Het ministerie EL&I is echter positief

Het kabinet, bij monde van minister Verhagen, reageert op 17 juni via een Kamerbrief enthousiast op het voorstel van de topteams om een RDA in te voeren.[23] In de brief stelt Verhagen dat de komende maanden “aandacht [zal] worden besteed aan de effectiviteit, de Europeesrechtelijke en budgettaire aspecten en de uitvoeringskosten.”[24] Verhagen stelt dat het RDA-voorstel past in de doelstelling van het kabinet om regelgeving en uitvoering te vereenvoudigen.[25] Niet vreemd overigens dat EL&I positief is; de op één na hoogste hoogste ambtenaarvan het ministerie schreef eind mei samen met VNO-NCW een beleidsnotitie over (o.a.) de RDA[26].

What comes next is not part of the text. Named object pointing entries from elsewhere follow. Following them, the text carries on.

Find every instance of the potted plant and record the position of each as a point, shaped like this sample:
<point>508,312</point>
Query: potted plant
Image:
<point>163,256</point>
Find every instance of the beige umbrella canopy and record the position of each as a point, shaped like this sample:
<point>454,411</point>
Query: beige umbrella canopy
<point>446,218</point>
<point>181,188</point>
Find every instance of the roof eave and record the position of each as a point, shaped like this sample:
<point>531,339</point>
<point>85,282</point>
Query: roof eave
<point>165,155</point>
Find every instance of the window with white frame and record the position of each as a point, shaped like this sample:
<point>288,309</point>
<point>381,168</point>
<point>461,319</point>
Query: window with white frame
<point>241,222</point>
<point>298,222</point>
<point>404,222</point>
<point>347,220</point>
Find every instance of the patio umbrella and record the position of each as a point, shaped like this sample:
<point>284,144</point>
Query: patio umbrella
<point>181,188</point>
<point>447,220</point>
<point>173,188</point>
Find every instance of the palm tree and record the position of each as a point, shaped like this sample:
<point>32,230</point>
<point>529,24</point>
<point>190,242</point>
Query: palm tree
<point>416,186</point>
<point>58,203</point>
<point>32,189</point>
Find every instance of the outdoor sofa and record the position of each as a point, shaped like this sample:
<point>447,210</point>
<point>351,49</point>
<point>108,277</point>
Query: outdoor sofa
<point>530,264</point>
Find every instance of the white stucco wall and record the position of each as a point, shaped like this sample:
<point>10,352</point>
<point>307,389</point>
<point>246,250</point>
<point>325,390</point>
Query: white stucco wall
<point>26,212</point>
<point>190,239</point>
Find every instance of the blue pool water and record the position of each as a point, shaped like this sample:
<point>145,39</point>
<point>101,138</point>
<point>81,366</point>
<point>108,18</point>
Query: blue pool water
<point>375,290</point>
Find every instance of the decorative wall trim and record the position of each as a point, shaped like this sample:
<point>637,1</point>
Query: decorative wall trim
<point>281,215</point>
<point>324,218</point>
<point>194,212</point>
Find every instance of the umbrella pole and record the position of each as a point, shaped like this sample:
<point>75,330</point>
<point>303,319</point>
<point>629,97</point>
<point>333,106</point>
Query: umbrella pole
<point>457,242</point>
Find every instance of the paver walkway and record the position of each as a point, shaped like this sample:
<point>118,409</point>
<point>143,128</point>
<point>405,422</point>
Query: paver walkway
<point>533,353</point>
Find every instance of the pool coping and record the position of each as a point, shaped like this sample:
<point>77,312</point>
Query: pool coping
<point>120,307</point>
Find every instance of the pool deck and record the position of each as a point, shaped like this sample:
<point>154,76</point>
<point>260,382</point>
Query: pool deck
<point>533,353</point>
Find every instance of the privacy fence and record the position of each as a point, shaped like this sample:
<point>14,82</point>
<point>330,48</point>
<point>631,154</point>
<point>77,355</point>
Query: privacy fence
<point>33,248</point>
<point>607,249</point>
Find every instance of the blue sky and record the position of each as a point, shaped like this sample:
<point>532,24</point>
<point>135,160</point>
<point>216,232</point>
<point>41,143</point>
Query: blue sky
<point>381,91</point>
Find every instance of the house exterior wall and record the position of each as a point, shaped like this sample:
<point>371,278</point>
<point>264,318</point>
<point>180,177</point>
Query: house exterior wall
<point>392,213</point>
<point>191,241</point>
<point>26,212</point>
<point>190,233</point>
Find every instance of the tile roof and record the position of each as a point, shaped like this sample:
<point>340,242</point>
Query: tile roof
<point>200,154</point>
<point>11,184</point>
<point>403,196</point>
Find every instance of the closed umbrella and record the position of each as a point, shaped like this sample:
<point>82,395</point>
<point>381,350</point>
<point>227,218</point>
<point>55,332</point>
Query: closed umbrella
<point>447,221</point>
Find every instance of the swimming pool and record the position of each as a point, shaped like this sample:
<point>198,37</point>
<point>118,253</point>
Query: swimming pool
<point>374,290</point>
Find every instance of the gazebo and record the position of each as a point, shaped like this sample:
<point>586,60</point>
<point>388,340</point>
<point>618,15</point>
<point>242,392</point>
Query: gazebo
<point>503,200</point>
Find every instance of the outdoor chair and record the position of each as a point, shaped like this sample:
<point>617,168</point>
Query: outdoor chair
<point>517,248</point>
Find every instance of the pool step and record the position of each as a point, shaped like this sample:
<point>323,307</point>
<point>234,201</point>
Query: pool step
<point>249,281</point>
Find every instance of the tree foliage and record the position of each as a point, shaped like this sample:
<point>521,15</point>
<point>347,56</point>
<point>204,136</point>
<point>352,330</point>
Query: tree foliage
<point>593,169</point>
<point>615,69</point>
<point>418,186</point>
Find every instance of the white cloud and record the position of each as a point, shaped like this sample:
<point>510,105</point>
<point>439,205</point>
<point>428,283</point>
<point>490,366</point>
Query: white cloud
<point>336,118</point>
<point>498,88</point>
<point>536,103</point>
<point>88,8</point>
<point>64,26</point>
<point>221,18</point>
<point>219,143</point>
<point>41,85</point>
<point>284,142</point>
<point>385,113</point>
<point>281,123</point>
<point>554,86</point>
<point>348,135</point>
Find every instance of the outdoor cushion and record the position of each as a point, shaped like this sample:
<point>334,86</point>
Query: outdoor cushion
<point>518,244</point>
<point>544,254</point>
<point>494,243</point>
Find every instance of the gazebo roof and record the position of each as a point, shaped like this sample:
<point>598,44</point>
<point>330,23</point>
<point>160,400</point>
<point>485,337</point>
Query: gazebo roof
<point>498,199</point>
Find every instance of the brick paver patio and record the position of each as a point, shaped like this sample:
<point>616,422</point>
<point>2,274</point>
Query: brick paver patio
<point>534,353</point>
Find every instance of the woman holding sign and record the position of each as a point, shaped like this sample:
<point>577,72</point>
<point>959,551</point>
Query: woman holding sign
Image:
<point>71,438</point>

VNO-NCW blijft lobbyen bij Financiën

De lobby van VNO-NCW is nog niet ten einde. Op 29 juni pleitten ze in een gesprek op het ministerie opnieuw voor de RDA.[27] Ze zouden dit graag in het Belastingplan 2012 verwerkt zien, omdat anders ‘het topteambeleid van het kabinet niet geloofwaardig zou zijn.’[28] De ambtenaren van Financiën lijken echter nog steeds niet overtuigd. In een voorbereidingsnotitie een week later (4 juli) adviseren zij de staatssecretaris om in een gesprek met VNO-NCW aan te geven dat ‘er nog goed naar de R&D-aftrek moet worden gekeken. Dat duidelijk moet zijn dat deze efficiënt is en extra R&D investeringen oplevert.’[29] De ambtenaren menen mede daarom dat inwerkingtreding in 2012 te vroeg is.

De onverwachte ommekeer…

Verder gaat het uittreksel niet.